Today's Computation Enabling Tomorrow's Seamless Communication
Radio Over Fiber (ROF) communication is an optical/wireless integration technique that would support the next generation of high-speed, ubiquitous wireless services. It involves transmitting radio frequency signals to and from a base station, which applies centralised processing to the signals that are received from a number of remote antennas as well as to the signals that are transmitted to the remote antennas. Little or no signal processing is done at the Remote Antenna Sites (RASs). The transmission and reception takes place through the high-bandwidth, low-attenuation optical fibres, in an effort to improve cellular coverage, capacity, data rates and power efficiency. These advantages have been illustrated in the accompanying figure. This technique enables a wireless network to support a large number of RASs, while keeping the cost per RAS low. Moreover, it enables efficient utilisation of the existing optical fibre networks and their employement in Heterogenous Networks (HetNets).

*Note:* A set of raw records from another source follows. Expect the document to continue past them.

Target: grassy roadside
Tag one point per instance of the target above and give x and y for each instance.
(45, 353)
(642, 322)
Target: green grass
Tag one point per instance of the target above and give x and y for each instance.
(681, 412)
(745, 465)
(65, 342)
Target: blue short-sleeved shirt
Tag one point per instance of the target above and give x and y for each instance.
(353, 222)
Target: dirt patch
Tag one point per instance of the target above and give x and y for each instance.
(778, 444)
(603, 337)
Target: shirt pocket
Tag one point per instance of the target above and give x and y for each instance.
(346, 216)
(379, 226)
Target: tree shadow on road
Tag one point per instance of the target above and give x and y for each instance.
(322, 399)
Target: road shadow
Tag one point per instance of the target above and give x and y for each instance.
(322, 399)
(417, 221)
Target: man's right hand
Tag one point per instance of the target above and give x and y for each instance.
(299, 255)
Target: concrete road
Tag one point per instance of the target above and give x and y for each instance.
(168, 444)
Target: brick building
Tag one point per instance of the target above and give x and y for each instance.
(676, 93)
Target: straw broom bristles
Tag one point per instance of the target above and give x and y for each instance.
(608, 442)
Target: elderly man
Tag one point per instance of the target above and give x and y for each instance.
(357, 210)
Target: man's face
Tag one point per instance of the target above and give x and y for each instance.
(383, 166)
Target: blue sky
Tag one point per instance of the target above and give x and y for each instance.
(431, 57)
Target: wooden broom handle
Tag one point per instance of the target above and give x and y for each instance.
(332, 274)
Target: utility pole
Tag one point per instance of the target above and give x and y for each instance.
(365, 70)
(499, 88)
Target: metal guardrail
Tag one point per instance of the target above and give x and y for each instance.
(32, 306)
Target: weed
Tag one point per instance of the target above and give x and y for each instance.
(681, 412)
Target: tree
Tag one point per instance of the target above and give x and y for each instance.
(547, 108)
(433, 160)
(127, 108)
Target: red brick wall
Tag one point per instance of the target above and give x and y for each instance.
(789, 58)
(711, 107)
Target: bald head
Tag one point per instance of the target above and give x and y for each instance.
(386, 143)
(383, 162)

Exhaustive simulations and the optimization of these complex networks, prior to their real world deployment, is essential for these solutions to provide the desired performance. Both optical and wireless systems rely on sophisticated transmitter and receiver techniques and their joint, holistic optimization imposes a huge simulation complexity. Monte-Carlo simulations and the Split Step Fourier Method are some of the major computational algorithms that are employed in this project. The high-speed, parallel computing services that are offered by a supercomputer has potential applications in system simulation and optimization.